Post-mortem: Search Performance Incident — January 16, 2025

Diego Carvallo & Nikola Loncar January 20, 2025

On Thursday January 16, 2025, Pickle experienced a significant performance degradation affecting our core candidate search functionality. Users encountered slow or failed searches for approximately two hours during the incident window. The timing—Friday morning in the US and a US holiday on Monday—limited customer impact, but we take any degradation to our core product seriously.

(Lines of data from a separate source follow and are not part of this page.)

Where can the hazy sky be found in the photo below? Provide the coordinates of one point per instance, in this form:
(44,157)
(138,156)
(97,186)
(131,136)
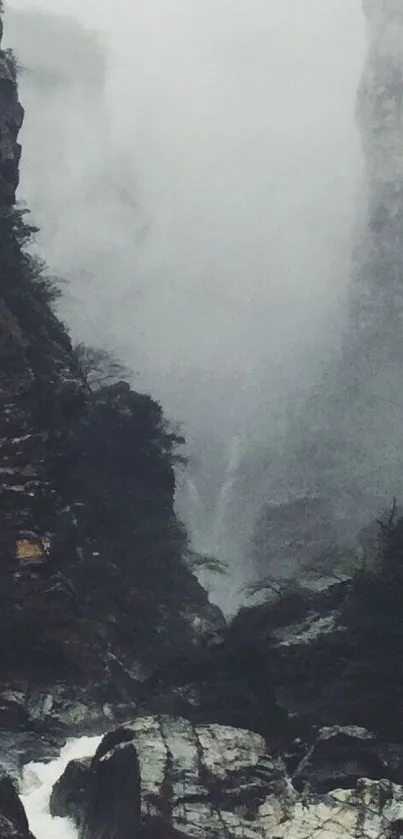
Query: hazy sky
(201,198)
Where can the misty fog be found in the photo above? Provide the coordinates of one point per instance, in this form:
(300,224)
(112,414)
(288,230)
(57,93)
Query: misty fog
(195,169)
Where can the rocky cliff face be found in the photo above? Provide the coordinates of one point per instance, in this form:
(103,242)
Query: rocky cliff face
(162,777)
(94,587)
(344,442)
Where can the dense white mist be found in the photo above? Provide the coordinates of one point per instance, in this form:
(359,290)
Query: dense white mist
(194,173)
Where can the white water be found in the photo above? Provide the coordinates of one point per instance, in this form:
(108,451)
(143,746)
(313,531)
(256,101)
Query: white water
(36,787)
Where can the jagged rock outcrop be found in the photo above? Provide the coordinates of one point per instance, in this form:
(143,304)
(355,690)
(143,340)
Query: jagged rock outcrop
(163,777)
(13,820)
(198,780)
(94,585)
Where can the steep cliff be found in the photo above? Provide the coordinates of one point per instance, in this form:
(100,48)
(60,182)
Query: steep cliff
(342,448)
(94,586)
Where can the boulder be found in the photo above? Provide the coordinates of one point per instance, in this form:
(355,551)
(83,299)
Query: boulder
(164,776)
(70,792)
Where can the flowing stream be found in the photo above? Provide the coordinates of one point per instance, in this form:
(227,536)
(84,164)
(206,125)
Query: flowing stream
(36,788)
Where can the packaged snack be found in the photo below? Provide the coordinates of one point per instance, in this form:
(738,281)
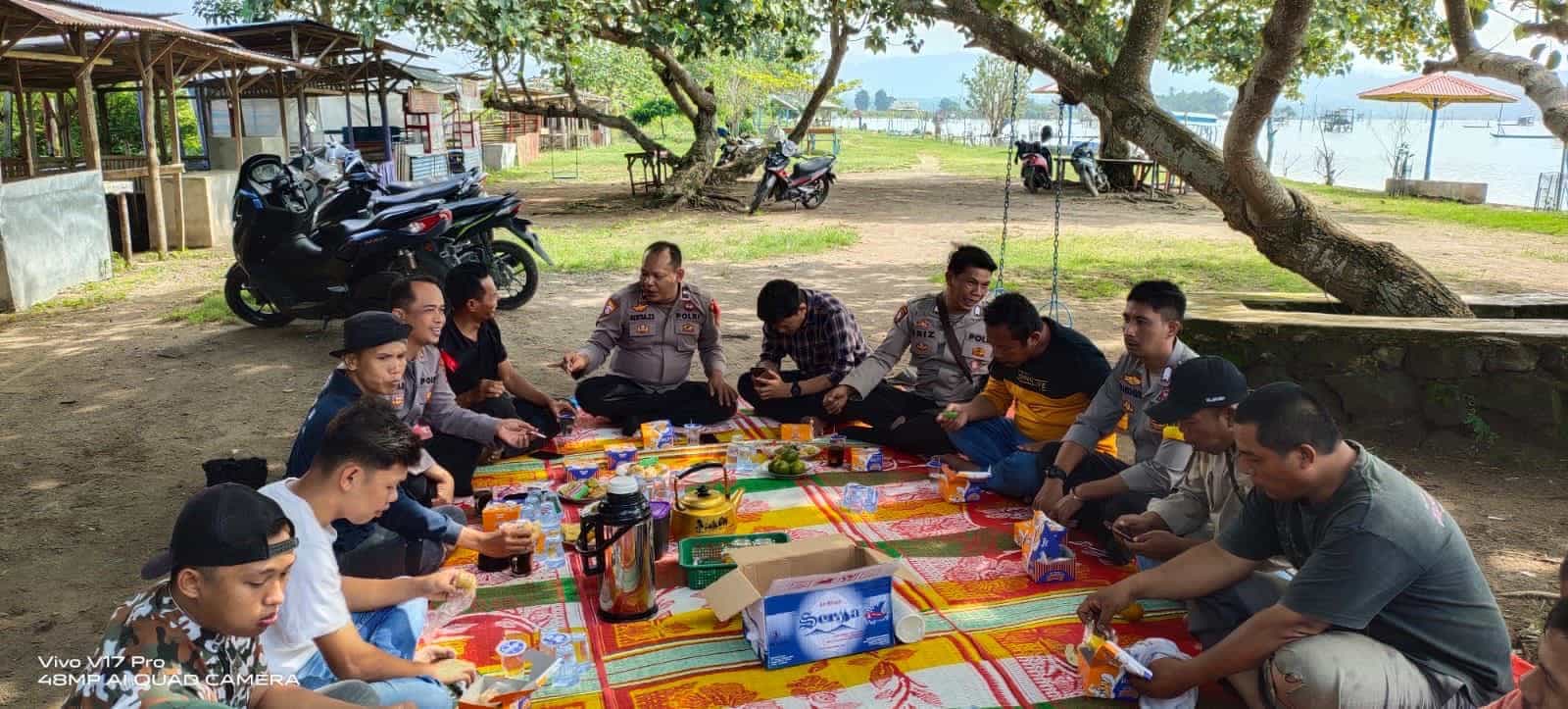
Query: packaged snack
(659,434)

We're sharing this post-mortem to be transparent about what happened, how we responded, and what we're doing to prevent similar incidents.

Incident Timeline

All times in UTC

January 15 (Wednesday)

Evening: Slow search performance detected internally. Investigation begins.

January 16 (Thursday)

~11:00: Frontend changes deployed introducing TanStack Query for improved query handling and caching. Shortly after, an unexplained spike in database CPU usage observed (primarily query/user process driven). Cause attributed to inefficient search queries.
12:24: Query optimisation and database index creation deployed to profiles and profile_fields tables.
12:24–14:19: Immediate production testing following deployment. Database CPU usage spikes significantly, with the majority attributed to IOWAIT. Disk IOPS surge, predominantly READ operations. The prolonged spike from index creation on large tables was unexpected.
~13:00: Supabase project manually reset to recover database performance. CPU behaviour shifts from IOWAIT to user-query driven usage—still elevated but more manageable.
13:57: Users notified that we had detected and were investigating the issue.
14:15: Frontend TanStack Query changes rolled back as a precaution to rule out correlation. Performance is re-verified and query speed imporvement is noticed.
14:31: Users notified that fixes were deployed and we were monitoring.
14:30 onwards: Internal testing confirms the query optimisation improved performance. However, some user-facing searches remain slow.

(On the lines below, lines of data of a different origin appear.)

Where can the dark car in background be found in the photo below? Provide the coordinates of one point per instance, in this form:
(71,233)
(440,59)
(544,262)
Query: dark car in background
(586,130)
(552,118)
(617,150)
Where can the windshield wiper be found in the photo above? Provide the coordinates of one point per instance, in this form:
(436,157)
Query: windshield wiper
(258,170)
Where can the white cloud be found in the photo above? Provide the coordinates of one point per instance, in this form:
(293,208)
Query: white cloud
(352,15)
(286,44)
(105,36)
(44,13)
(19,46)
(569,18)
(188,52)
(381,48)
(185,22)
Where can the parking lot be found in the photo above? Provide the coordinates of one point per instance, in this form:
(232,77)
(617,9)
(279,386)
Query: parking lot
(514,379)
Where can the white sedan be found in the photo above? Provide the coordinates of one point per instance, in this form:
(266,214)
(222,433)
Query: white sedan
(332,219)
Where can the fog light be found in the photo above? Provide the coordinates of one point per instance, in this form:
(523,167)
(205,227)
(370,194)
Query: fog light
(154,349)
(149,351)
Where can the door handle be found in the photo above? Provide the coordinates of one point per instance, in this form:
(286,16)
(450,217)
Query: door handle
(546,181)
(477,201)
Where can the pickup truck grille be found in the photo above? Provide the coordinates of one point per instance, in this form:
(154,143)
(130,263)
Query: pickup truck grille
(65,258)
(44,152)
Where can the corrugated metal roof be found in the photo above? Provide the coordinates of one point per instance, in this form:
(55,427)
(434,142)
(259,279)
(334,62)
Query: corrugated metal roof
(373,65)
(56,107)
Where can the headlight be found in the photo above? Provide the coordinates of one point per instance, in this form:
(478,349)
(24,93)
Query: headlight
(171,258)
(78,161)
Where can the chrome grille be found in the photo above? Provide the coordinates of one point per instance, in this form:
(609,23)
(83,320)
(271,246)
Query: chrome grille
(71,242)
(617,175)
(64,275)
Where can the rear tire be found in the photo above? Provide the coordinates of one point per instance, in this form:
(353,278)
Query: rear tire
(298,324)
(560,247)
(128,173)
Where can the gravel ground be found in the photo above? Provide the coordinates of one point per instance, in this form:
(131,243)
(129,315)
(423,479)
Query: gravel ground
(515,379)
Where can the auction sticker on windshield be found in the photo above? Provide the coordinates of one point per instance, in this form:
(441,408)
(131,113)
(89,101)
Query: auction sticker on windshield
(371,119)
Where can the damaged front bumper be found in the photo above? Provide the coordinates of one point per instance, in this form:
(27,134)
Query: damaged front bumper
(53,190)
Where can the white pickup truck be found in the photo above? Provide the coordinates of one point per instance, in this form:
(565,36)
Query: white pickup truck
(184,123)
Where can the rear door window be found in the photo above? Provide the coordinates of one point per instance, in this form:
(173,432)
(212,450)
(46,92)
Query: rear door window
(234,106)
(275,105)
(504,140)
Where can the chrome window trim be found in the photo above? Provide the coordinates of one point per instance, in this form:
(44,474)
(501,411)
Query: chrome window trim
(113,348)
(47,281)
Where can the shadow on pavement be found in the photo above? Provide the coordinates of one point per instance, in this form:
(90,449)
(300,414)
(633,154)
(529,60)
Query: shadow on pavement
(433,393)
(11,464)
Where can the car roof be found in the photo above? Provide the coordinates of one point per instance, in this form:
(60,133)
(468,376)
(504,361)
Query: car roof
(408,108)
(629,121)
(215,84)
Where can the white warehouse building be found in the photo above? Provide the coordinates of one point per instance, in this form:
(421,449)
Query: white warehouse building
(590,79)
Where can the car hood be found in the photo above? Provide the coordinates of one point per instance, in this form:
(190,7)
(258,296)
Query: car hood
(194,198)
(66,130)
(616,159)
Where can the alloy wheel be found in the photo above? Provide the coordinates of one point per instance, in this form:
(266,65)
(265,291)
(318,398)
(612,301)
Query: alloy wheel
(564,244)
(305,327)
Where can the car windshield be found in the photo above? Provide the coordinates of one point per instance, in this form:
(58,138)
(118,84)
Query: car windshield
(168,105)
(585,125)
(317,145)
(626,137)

January 17–19 (Friday–Sunday)

Investigation continues. Root cause identified: permission logic in the search query was checking access at the profile_field level, resulting in expensive operations. Combined with Vercel's 15-second function timeout, queries exceeding this limit were being dropped by the frontend—appearing as failures to users even when the API was completing them.

January 20 (Monday — US Holiday)

Morning (GMT): Permission logic refactored. Two new columns added to the profiles table to handle permission checks at the profile level (derived from profile_identifiers). This allows early filtering of inaccessible profiles before expensive joins occur. The fix was released.
Secondary bug fix deployed for AI message generation, caused by authentication changes in the TanStack Query migration.
Search performance significantly improved across all user accounts.

What Happened

We were addressing reports of slow candidate search performance. Our fix involved two changes deployed together:

Query optimisation — Restructuring the search query for better performance
Index creation — Adding indexes to the profiles and profile_fields tables

The index creation on teh tables caused significant database load. This was compounded by our immediate production testing after deployment, which added query load on top of the indexing operations.

After resetting the Supabase project, the database recovered, but searches were still slow for customers. The underlying issue: our search query was checking permissions at the profile_field level—meaning for each of the potentially millions of profile fields, we were evaluating access. This was computationally expensive and caused queries to exceed Vercel's 15-second serverless function timeout.

Internal (Pickle) users have less permission checks, which masked this issue during our validation. The query appeared fast for us while remaining slow for actual users.

Secondary Issue: TanStack Query Migration

As part of the same performance improvement effort, we migrated our frontend to TanStack Query. This moved query handling to the frontend and changed authentication patterns. While this improves caching and query management, it introduced a bug affecting AI message generation that was since fixed.

Impact

Duration: Approximately 2 hours of significant degradation (12:24–14:30 UTC), with residual slowness until the Monday fix.
Affected feature: Core candidate search — searches were slow or appeared to fail.
User impact: Limited due to timing. The incident occurred Friday afternoon US time, and Monday was a US holiday (Martin Luther King Jr. Day), giving us time to fully resolve the issue before the US work week resumed.

Root Causes

Index creation on large tables: Creating indexes on profiles and profile_field tables caused sustained database load we didn't anticipate.
Immediate production load during indexing: Testing in production immediately after deployment added query pressure while the database was already under stress from index creation.
Permission checks at wrong granularity: Checking access at the profile_field level instead of profile level resulted in expensive queries that exceeded serverless timeouts.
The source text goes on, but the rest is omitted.